A forma de infectar do novo coronavírus, mais seletiva que a gripe, permite que os doentes sigam com vida normal e contagiem antes de terem sintomas fortes

Além destes conhecimentos fundamentais sobre a natureza da infecção pelo SARS-CoV-2, os resultados de Ordovás-Montañés e seus colegas têm implicações pelo efeito dos interferons sobre a ACE2 e sua coenzima. Os interferons, proteínas cruciais na reação imunológica às infecções, são usados quando não existe uma vacina ou um antiviral. Serviam, por exemplo, contra a hepatite C antes de haver tratamentos eficazes contra o vírus, e foram usados também contra o novo vírus, mas na falta de ensaios controlados não se sabe se ajudaram, pioraram ou não fizeram nada. Os dados do estudo que a Cell está avaliando sugerem que administrar interferon a um paciente aceleraria a produção das duas proteínas que servem de porta de entrada ao coronavírus, facilitando a invasão, mas também protegendo o tecido, numa autêntica corrida armamentista.

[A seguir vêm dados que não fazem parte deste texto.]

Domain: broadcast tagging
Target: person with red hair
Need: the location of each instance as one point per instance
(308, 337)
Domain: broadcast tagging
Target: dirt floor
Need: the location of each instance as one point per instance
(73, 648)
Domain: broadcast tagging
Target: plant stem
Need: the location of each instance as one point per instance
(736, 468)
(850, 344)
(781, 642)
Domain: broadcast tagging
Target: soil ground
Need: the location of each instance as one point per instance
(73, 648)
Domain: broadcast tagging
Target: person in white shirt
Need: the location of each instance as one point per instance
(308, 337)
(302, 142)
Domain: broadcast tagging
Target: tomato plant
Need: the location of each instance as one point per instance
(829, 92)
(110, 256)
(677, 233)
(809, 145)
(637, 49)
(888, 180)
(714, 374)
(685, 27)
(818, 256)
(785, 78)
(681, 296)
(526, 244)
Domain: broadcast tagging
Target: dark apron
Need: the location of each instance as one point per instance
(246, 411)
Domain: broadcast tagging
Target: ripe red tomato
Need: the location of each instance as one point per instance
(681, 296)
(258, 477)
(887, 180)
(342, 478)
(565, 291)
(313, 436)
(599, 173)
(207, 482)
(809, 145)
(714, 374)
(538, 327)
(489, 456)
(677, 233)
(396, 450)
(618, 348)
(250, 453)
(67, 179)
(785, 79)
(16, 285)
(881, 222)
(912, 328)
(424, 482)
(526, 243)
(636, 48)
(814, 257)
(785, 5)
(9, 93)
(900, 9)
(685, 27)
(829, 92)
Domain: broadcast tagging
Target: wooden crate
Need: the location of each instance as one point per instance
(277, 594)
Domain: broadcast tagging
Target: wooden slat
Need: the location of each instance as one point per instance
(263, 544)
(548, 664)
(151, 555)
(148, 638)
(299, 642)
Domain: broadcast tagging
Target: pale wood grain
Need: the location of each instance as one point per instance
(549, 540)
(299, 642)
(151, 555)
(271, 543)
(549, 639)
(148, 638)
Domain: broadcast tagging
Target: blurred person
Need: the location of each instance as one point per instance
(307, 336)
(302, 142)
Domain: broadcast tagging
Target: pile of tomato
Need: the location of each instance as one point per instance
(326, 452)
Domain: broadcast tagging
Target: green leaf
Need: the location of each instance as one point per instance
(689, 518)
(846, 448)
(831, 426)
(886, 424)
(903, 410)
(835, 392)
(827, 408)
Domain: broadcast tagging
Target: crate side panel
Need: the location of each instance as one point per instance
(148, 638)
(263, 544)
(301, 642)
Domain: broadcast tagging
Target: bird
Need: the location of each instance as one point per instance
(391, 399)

A 5.500 quilômetros de Boston, no Hospital Universitário Ramón y Cajal, de Madri, Luisa Villar, chefe de Imunologia da instituição, se alegra em conhecer os resultados de Ordovás, porque corroboram sua experiência das últimas semanas. “Os interferons tipo 1, como o alfa e o beta, têm um possível efeito antiviral e se considera seu uso em infecções como esta, mas nossos dados indicavam que os resultados não eram os esperados”, explica. “O interferon induz o receptor do vírus em muitas células que não o expressam e o aumenta em células que já o expressam. Assim se facilita a infecção, e é algo que obviamente não queremos”, conclui.

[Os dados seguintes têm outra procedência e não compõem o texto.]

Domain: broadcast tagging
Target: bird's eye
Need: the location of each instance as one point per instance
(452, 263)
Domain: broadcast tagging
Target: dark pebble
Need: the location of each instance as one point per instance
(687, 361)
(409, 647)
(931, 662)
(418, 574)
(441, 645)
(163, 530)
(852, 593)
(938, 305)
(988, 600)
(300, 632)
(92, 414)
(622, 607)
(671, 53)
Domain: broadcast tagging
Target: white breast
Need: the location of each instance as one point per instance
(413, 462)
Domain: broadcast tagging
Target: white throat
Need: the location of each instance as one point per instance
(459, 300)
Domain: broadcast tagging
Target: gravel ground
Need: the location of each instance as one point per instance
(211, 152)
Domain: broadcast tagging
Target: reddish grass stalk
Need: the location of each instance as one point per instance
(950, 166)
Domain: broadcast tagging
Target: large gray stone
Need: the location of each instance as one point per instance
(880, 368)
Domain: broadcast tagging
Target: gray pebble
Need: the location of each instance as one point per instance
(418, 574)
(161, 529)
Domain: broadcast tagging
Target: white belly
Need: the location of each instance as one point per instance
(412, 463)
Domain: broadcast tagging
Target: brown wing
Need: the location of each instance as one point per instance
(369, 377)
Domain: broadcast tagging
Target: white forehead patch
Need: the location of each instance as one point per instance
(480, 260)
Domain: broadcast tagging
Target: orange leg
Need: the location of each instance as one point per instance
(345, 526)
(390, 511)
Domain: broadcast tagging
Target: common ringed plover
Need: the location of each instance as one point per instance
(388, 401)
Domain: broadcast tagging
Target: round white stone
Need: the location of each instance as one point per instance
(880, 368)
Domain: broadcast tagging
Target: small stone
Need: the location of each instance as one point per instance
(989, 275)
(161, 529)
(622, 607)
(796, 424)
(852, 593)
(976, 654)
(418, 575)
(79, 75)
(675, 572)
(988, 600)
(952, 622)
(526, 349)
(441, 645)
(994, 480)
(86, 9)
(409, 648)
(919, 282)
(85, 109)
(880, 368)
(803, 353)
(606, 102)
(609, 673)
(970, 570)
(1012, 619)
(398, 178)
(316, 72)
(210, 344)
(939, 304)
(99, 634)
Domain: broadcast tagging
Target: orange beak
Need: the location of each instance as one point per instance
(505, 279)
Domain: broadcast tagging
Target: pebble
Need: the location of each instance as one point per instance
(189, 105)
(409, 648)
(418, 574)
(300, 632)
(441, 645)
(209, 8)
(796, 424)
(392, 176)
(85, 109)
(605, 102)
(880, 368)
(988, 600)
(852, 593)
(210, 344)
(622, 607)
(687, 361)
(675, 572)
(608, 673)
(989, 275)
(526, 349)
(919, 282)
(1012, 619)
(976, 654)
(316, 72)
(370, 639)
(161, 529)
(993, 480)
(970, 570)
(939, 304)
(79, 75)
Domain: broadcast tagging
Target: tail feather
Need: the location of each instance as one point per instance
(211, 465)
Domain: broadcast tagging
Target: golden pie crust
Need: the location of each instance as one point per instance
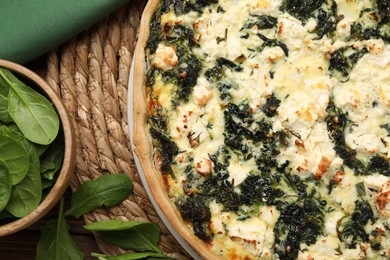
(143, 143)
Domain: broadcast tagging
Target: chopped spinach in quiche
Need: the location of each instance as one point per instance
(270, 122)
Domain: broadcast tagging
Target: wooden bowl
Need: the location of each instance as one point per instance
(69, 159)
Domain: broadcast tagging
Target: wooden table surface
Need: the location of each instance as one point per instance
(22, 245)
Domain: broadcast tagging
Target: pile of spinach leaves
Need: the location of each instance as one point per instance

Em 19 de março, Villar já avisou outros hospitais sobre seus resultados, embora a evidência continuasse sendo limitada “porque o número de pacientes era pequeno e podia haver variantes de confusão”. África González, presidenta da Sociedade Espanhola de Imunologia, observa que, a partir do trabalho de Villar, já havia informação na comunidade médica sobre as dúvidas em relação aos interferons. Por um lado “já há uma nota do ministério (da Saúde da Espanha) dizendo que não são recomendados por serem usados para doenças autoimunes”, aponta González. Como aconteceu com outros fármacos, o uso de interferons para o coronavírus poderia pôr em perigo o fornecimento para pacientes de doenças em que sua eficácia foi demonstrada, e é algo que se deseja evitar. Resultados como os apresentados na Cell “ampararam, junto com os dados clínicos, que não se deveriam utilizar interferons nestes pacientes”, conclui González. Algumas poucas semanas depois de terem topado com o novo coronavírus, médicos e investigadores continuam estudando para enfrentá-lo com evidências e deixar de tratá-lo às cegas.